# Orchestrate BigQuery and AutoML tables with Kubeflow pipelines

In [1]:
import kfp
import kfp.dsl as dsl
import kfp.gcp as gcp
import kfp.notebook

## Create a base image to be used by lightweight components
The image is created by Kaniko Kubernetes service. The image contains the libraries required to interface with BigQuery, Storage and AutoML tables services.

In [38]:
# Configure a staging directory for Kaniko
STAGING_DIR = 'gs://jksandbox/pipelinestest/out'
PROJECT_NAME = 'sandbox-235500'
# Set the base image name
EF_IMAGE='gcr.io/%s/automltablesbase:dev' % PROJECT_NAME

Jupyter docker magic is used to start a Kaniko job.
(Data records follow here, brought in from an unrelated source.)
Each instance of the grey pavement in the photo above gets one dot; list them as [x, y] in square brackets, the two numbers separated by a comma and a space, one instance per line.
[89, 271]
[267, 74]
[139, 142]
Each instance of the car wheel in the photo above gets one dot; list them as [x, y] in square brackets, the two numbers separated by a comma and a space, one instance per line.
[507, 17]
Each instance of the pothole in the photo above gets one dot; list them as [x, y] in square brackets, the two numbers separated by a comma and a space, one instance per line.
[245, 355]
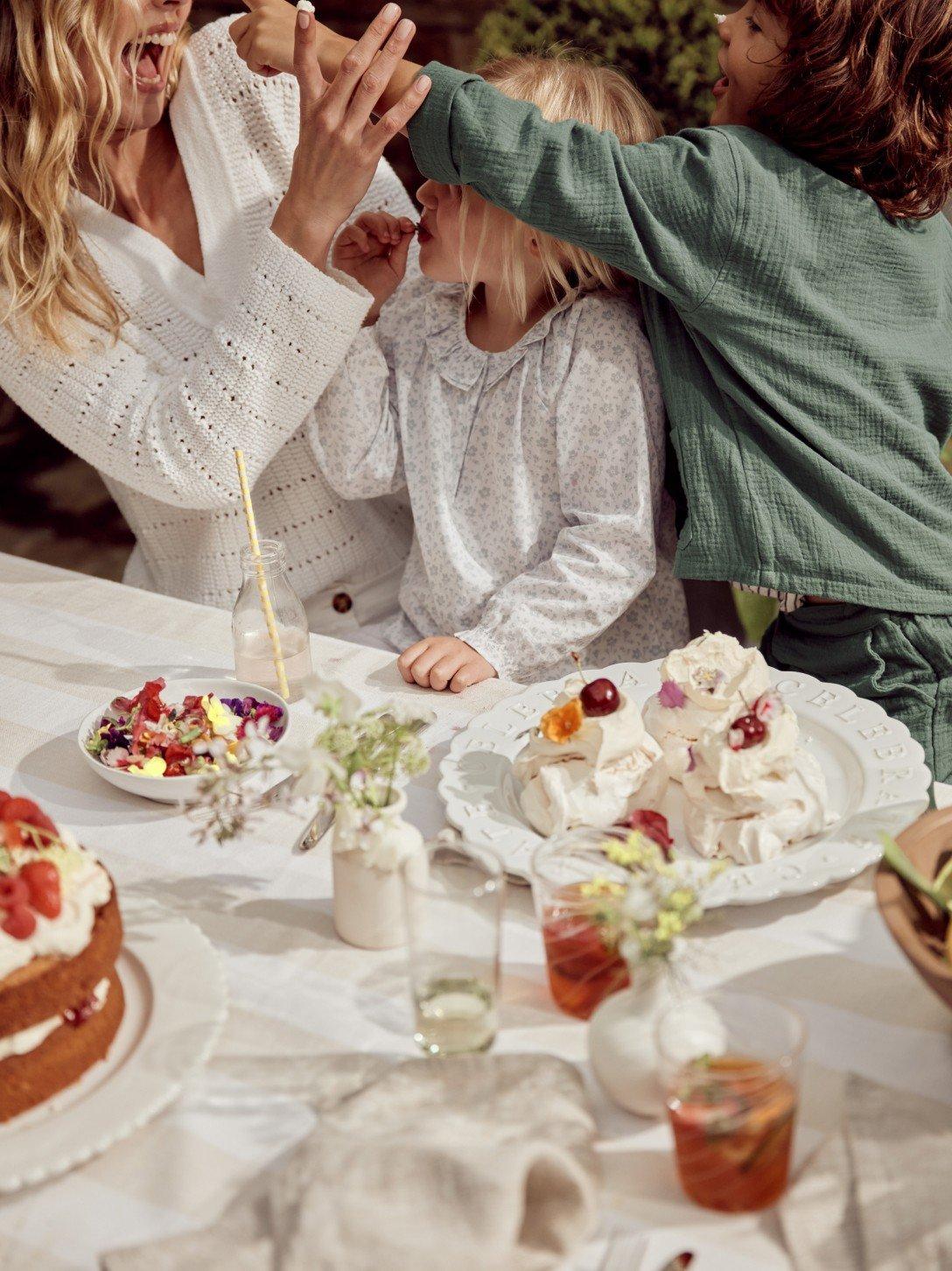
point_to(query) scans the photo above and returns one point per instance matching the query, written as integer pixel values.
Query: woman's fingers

The magic uses a default Kubernetes config.

In [None]:
%%docker {EF_IMAGE} {STAGING_DIR}
FROM tensorflow/tensorflow:latest-py3
RUN pip3 install --upgrade pandas
RUN pip3 install --upgrade google-cloud-storage
RUN pip3 install --upgrade google-cloud-automl

### Create python lightweight components

In [45]:
from typing import NamedTuple
def automl_create_dataset(
    project_id: str,
    dataset_id: str,
    table_id: str) -> NamedTuple('DatasetInfo', 
                               [('name', str), 
                                ('total_rows', int),
                                ('total_columns', int)]):
    
    
    print("Project ID:", project_id)
    print("Dataset ID:", dataset_id)
    print("Table ID:", table_id)
    
    from collections import namedtuple
    result = namedtuple('DatasetInfo', ['name', 'total_rows', 'total_colums'])
    return result('test', 1000, 10)
    

In [46]:
QUERY = 'SELECT * FROM `bigquery-public-data.stackoverflow.posts_questions` LIMIT 10'
PROJECT_ID = 'sandbox-235500'

In [47]:
result = automl_create_dataset(PROJECT_ID, dataset_id='kfp_tmp', table_id='test')
print(result)

Project ID: sandbox-235500
Dataset ID: kfp_tmp
Table ID: test
DatasetInfo(name='test', total_rows=1000, total_colums=10)


In [34]:
AutomlCreateDatasetOp = kfp.components.func_to_container_op(automl_create_dataset)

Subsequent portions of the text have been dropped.